Schuldbesef 3
Pastorale overwegingen
Is mijn schuldbesef diep genoeg?
Bovenstaande vraag wordt nogal eens gesteld. Waaraan kan ik het weten dat mijn schuldbesef het ware schuldbesef is? En: wanneer is het diep genoeg? Daarachter schuilt de vrees voor zelfmisleiding en zelfbedrog. Men is bang zichzelf iets toe te eigenen wat men niet toekomt. In het pastoraat rond het Heilig Avondmaal speelt deze vraag telkens een belangrijke rol. Als het Formulier de waarachtige beproeving van onszelf behandelt, noemt ze immers als eerste stuk: 'Een ieder bedenke bij zichzelf zijn zonden en vervloeking, opdat hij zichzelf mishage en voor God verootmoedige...' Van daaruit groeit dan de vraag: doe ik dat echt? Is dat levende werkelijkheid voor mij? Of is het maar wat napraten? Bekend is in dit verband de vraag die men zichzelf stelt: Is God wel met mij begonnen of ben ik met God begonnen? God vraagt immers naar 'waarheid in het binnenste'? Deze vraag is, dunkt me, een legitieme vraag. Wanneer ze gemeend wordt als een werkelijke hartevraag, hebben we er ook op in te gaan.

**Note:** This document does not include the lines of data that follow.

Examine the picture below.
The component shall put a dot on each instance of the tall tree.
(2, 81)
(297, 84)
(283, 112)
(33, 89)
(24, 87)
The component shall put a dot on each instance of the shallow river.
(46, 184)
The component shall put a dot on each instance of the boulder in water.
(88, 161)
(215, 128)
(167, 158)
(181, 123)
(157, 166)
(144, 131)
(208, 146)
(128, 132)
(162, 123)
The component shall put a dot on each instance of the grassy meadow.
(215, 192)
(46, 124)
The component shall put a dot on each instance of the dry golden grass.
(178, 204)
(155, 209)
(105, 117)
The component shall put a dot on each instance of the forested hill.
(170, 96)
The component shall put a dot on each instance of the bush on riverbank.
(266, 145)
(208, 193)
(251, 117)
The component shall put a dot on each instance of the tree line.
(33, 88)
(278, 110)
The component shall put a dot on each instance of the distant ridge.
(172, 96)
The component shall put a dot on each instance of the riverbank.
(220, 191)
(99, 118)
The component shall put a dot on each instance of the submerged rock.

Er is veel wat erop lijkt, maar wat toch geen waar schuldbesef is. Van Lodenstein heeft eens geschreven: Velen laten tranen om hun zonde, maar de zonde zelf laten ze niet. Het oog kan teer zijn, maar het hart hard. En Bunyan voert een zekere heer Natoog ten tonele, die bij iedere gelegenheid een gelegenheidstraan kan schreien. Een andere schrijver uit de oude tijd schrijft ergens: Ik heb sommigen gekend die brulden als beren, galpten als draken, huilden als honden ter oorzake van het gewicht der schuld en de striemen der hel op hun gewetens vanwege hun boze daden. Maar zodra de kwellingen voorbij waren, was ook het brullen voorbij.

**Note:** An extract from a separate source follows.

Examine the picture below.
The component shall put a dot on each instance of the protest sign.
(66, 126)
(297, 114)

We kennen dat trouwens ook uit de Schrift. We spreken dan van een Kains berouw en van een Judas' bekering. Of, om het met dat bekende woord van Paulus te zeggen, van een droefheid naar de wereld, of een droefheid der wereld. Deze droefheid kan gepaard gaan met grote onstuimigheid. Ze kan uitgroeien tot een ongekende zieleangst. We lezen van Ezau dat hij een plaats des berouws met tranen heeft gezocht, maar ze niet vond. Hoe is dat mogelijk? Waar ligt de fout van dit soort schuldbesef? Ik dacht het heel simpel zo te kunnen stellen: de schuld werd wel uitgeschreeuwd, maar niet voor God. Iemand heeft het eens genoemd: een schuldbelijdenis met de rug naar God toe. De zonde wordt niet gezien als schuld voor God, maar wordt ervaren als een mislukken van eigen idealen. Er is wel vrees voor de straffen van God, maar geen beven voor God Zelf. Ik vond bij iemand dit citaat van Calvijn: 'Het is die blinde kwelling, waardoor de verworpenen worden verscheurd, wanneer zij zien, dat zij God moeten zoeken om genezing te vinden voor hun rampen en het toch ontvlieden tot Hem te naderen'. De droefheid der wereld is een droefheid die niet de mens zelf schuldig doet staan, maar die ten diepste God beschuldigt. Het is de ontlading van de innerlijke vijandschap tegen God. Ik heb geen schuld en daarom krijgt God de schuld. De droefheid der wereld heeft dan ook niets met het geloof te maken. Ze is een regelrecht gevolg van het brutale ongeloof. Het is een zichtbare en hoorbare uitwerking van het voorheen verborgen gebleven ongeloof. Het ongeloof dat ten diepste God loochent in Zijn barmhartigheid en goedertierenheid. Het ongeloof dat het enige middel ter zaligheid: Jezus Christus, gestorven voor onze zonden, afwijst.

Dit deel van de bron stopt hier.